The requirements for a valid IRE specified in §306(a.2)(1) apply equally to IREs requested and performed under §306(a.2)(6). The requirements in §306(a.2)(1) are mandatory and an IRE that does not satisfy those requirements is invalid. The bureau has defined the term “active in clinical practice” used in §306(a.2)(1) in its impairment rating regulations to mean “providing preventive care and the evaluation, treatment and management of medical conditions of patients on an ongoing basis.” This requires that the physician’s work involve some connection to the care or treatment of patients. The definition in the regulation is a reasonable construction of the Act’s language and requiring some connection to patient care and treatment is consistent with the medical definition of the term.

Verizon’s argument that the legislative intent in imposing the “clinical practice” requirement was only to ensure that IRE physicians be up to date in their qualifications and knowledge is not persuasive and is contrary to the rules of statutory construction. The legislature’s choice to include the word “clinical” suggests that the purpose of the requirement is to ensure that IRE physicians have a medical practice in which their judgments have genuine consequences for patient care and treatment and to exclude physicians whose only work is to provide opinions and evaluations for legal determinations.

“Clinical practice” mandates that the physician’s practice relate to patient treatment and care. This does not require the physician to have private patients. The requirement may be met by treatment and management of injuries as a panel physician hired by the patient’s employer or workers’ compensation insurer.
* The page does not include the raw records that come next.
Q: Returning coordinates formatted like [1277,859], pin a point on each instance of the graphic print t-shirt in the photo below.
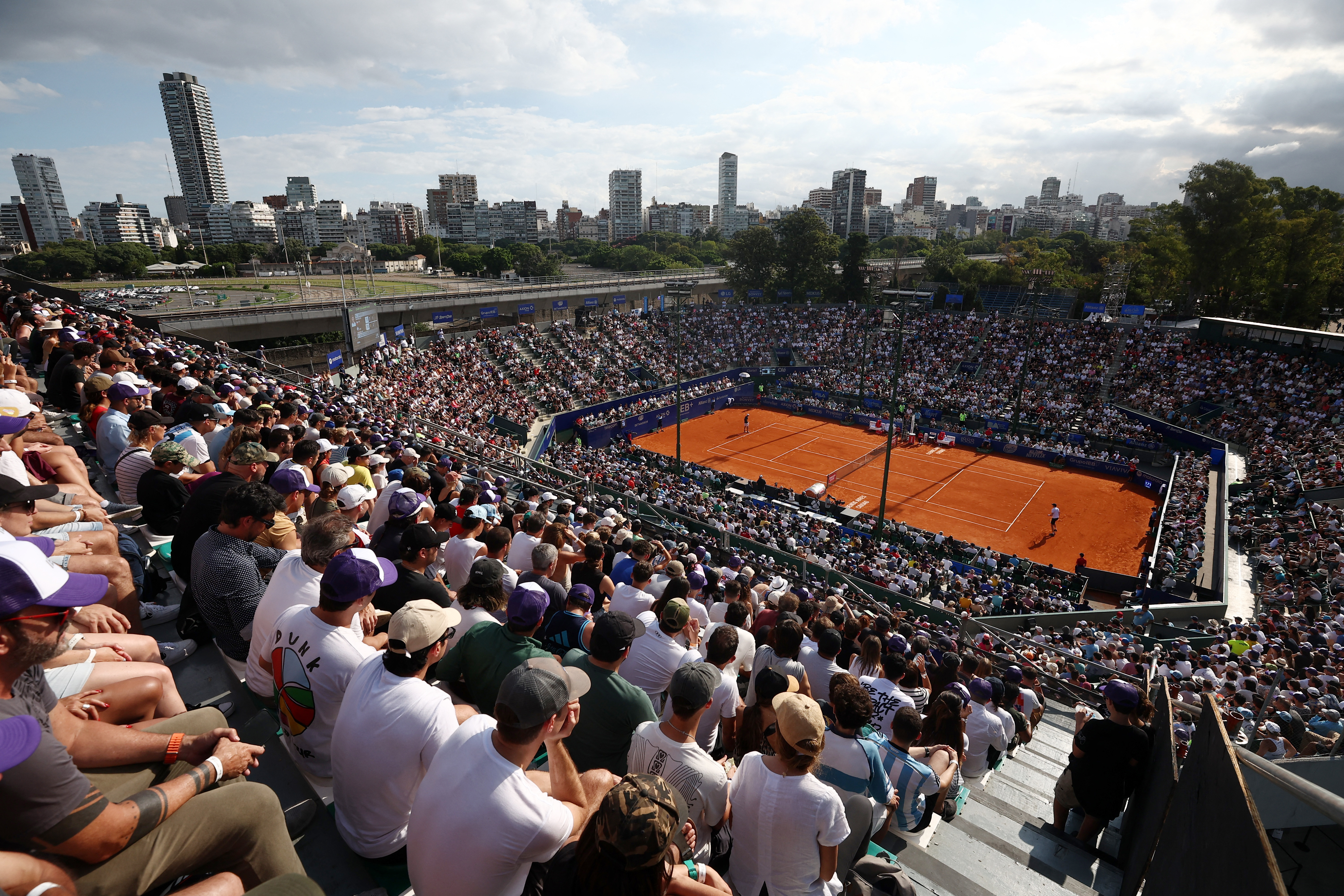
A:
[312,664]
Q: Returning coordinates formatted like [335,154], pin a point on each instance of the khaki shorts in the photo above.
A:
[1065,795]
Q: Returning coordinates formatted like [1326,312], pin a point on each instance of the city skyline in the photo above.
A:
[1174,86]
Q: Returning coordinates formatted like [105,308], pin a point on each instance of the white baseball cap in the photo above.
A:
[354,495]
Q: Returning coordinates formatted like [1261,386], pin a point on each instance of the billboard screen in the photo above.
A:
[364,327]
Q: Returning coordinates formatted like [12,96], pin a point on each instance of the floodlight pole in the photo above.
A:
[892,410]
[678,291]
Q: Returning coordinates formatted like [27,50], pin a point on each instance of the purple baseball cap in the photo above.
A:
[404,504]
[358,573]
[528,605]
[30,581]
[19,738]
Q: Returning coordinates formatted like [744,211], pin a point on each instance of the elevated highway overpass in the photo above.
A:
[467,299]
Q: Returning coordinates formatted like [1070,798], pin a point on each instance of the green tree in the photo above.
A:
[497,261]
[530,261]
[853,256]
[756,260]
[807,254]
[1229,222]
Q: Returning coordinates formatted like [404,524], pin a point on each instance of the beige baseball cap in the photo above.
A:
[419,625]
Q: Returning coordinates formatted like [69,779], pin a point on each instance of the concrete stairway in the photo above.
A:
[1001,844]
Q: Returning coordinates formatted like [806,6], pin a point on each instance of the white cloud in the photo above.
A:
[1275,150]
[15,95]
[478,45]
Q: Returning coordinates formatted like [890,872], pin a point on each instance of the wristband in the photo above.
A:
[174,747]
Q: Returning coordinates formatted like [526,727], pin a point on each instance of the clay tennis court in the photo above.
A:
[989,499]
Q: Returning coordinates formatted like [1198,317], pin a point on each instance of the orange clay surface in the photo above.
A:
[987,499]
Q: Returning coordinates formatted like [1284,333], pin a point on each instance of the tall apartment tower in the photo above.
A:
[728,187]
[177,209]
[626,201]
[300,190]
[1050,191]
[847,190]
[463,187]
[196,147]
[924,193]
[42,195]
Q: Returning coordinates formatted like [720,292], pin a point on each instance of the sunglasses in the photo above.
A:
[65,614]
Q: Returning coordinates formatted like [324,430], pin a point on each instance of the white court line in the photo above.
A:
[1026,506]
[798,449]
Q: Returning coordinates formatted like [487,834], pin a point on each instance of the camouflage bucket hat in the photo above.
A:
[252,453]
[639,819]
[170,450]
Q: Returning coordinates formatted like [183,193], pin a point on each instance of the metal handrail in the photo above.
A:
[1315,796]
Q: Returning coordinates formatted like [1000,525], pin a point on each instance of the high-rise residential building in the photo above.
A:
[119,222]
[333,221]
[300,190]
[728,187]
[177,209]
[1050,191]
[463,187]
[15,225]
[196,147]
[847,189]
[46,202]
[924,193]
[821,198]
[626,199]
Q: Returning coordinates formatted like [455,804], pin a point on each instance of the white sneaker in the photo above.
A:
[174,652]
[157,613]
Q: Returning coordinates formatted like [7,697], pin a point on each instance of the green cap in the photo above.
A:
[639,819]
[675,614]
[171,452]
[253,453]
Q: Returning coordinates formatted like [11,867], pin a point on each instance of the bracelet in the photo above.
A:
[174,747]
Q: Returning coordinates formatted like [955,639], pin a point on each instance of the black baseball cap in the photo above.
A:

Additionally, evaluation or diagnosis of patients for the purposes of recommending or referring for medical treatment by others can also constitute “clinical practice.”

While the doctor’s treatment of patients as a Capital Health System physician qualified her to perform IREs when she applied to the board, that part of her work had ceased ten months before she performed her IRE of the claimant and her deposition testimony clearly showed that she was not currently providing treatment or care to any patients at the time of the IRE. Thus, her IRE was invalid and Verizon’s modification petition was properly denied.